Al año siguiente, ya en el exilio, los dirigentes socialdemócratas reconocieron sus errores, al menos algunos de ellos. En primer lugar la República no tuvo entre sus objetivos la renovación del Estado, que debería haber incluido a altos funcionarios, magistrados y oficiales del ejército. De hecho la República fue administrada por rancios conservadores nostálgicos de los tiempos del Imperio, la mayoría de ellos convencidos antirrepublicanos. Además, las fusiones de grandes empresas industriales y la formación de cárteles fueron interpretadas por la socialdemocracia como un paso favorable a la lenta conversión del capitalismo, por vía pacífica y parlamentaria, en un sistema socialista. Los dirigentes socialdemócratas no podían estar más equivocados. A esto hay que añadir los bandazos de los ideólogos del Partido Comunista (KPD), que pasaron en varias ocasiones de un ultraizquierdismo revolucionario a un moderado compromiso con los socialistas, el cual prefiguraba el frentepopulismo de unos años más tarde. Y pese a todo en las últimas elecciones democráticas, las celebradas en noviembre de 1932, el partido de Hitler perdió dos millones de votos, a la vez que, en conjunto, mejoraban sustancialmente los resultados de socialistas y comunistas, que fueron los partidos más votados. De la sociedad civil partió entonces la reclamación de una alianza de la izquierda a la que se adhirieron diversos intelectuales, entre ellos el físico Albert Einstein. No se les escuchó.

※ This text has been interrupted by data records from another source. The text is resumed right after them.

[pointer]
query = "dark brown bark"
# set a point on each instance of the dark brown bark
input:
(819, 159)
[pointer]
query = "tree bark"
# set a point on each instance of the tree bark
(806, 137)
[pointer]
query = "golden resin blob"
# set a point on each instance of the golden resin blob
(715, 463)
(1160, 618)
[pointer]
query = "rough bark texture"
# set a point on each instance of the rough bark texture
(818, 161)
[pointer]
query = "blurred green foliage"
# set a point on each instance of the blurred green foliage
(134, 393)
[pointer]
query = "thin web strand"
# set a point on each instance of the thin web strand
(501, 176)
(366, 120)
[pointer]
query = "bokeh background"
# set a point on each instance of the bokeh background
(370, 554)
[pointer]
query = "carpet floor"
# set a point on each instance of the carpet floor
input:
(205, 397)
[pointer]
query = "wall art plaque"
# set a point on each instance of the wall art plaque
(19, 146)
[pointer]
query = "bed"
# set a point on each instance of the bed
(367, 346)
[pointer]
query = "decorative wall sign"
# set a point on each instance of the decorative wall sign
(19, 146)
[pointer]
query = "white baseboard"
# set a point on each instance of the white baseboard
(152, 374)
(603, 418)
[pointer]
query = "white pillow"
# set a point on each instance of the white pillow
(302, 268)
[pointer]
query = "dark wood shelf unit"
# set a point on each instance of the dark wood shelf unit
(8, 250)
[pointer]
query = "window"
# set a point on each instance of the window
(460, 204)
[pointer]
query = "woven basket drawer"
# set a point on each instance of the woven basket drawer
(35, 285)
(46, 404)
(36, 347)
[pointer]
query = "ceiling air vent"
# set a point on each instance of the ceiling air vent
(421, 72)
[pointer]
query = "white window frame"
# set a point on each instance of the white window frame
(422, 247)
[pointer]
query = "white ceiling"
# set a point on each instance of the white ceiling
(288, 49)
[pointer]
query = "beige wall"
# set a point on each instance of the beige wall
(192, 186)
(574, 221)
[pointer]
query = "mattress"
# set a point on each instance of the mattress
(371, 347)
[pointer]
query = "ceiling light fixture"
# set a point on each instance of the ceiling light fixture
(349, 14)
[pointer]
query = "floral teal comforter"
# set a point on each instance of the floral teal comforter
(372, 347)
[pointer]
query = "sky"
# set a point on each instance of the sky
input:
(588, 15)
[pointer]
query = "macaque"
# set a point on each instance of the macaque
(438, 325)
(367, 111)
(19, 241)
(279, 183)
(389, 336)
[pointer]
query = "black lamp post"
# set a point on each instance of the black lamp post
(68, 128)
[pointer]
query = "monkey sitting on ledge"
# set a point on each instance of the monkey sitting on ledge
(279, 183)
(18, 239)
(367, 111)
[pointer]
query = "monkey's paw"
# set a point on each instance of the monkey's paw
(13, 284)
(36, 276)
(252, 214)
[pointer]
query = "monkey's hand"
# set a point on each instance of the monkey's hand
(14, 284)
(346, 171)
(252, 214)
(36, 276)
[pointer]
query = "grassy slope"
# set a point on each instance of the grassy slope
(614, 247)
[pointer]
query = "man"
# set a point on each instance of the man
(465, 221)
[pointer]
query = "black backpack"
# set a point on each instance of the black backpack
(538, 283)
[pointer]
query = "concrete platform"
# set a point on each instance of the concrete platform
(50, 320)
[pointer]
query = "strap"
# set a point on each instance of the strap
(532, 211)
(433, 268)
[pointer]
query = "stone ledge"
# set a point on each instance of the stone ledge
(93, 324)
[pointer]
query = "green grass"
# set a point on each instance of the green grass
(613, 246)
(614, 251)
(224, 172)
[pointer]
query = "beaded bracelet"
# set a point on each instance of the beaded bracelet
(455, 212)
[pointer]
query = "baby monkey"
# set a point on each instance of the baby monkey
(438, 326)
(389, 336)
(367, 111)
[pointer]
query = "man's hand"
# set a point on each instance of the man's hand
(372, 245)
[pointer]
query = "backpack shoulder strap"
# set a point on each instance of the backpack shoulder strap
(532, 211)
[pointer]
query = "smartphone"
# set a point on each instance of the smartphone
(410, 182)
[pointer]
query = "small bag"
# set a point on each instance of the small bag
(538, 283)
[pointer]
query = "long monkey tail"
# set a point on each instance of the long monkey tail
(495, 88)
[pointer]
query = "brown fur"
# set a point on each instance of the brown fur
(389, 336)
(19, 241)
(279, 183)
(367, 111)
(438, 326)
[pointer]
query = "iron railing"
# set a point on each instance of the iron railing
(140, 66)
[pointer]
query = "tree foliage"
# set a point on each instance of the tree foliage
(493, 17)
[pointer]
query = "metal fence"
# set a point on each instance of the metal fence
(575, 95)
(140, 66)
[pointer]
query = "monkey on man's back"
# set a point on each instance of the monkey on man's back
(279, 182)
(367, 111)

Volviendo al principio. La leyenda de la inflación como causante del ascenso de Hitler sirve hoy de argumento a los defensores de la economía de la austeridad para justificar su política, como si pudiera establecerse una relación directa entre el gasto público y la aparición en la sociedad de tendencias fascistas. La realidad parece ser la contraria, y uno de los grandes aciertos del libro de Kühnl consiste precisamente en iluminar el proceso histórico de Weimar desde una perspectiva que resulta elocuente y provechosa para el lector de hoy. El fracaso de la República no era inevitable, y su fin no estaba inscrito ya en sus principios, por difíciles que estos fueran. Otro tanto puede afirmarse de la República española, cuyo desenvolvimiento tuvo notorios paralelismos con el caso alemán. Lo que no supo ver entonces la izquierda, ni aquí ni allí, es la fuerza y la buena organización de los sectores que conspiraban para acabar con la democracia, como tampoco su propia debilidad. Una enseñanza que ilustra magníficamente el libro de Kühnl y que no conviene despreciar.
______________

* Vicenç Navarro, Los orígenes del fascismo en Europa: antes y ahora. Público, 27/5/2014.
** Roberto Rodríguez Aramayo, El ‘amor secreto’ de Max Weber y su proyección en la Republica de Weimar, en: Cirilo Flórez Miguel y Maximiliano Hernández Marcos (eds.), Literatura y política en la época de Weimar, Editorial Verbum, 1998.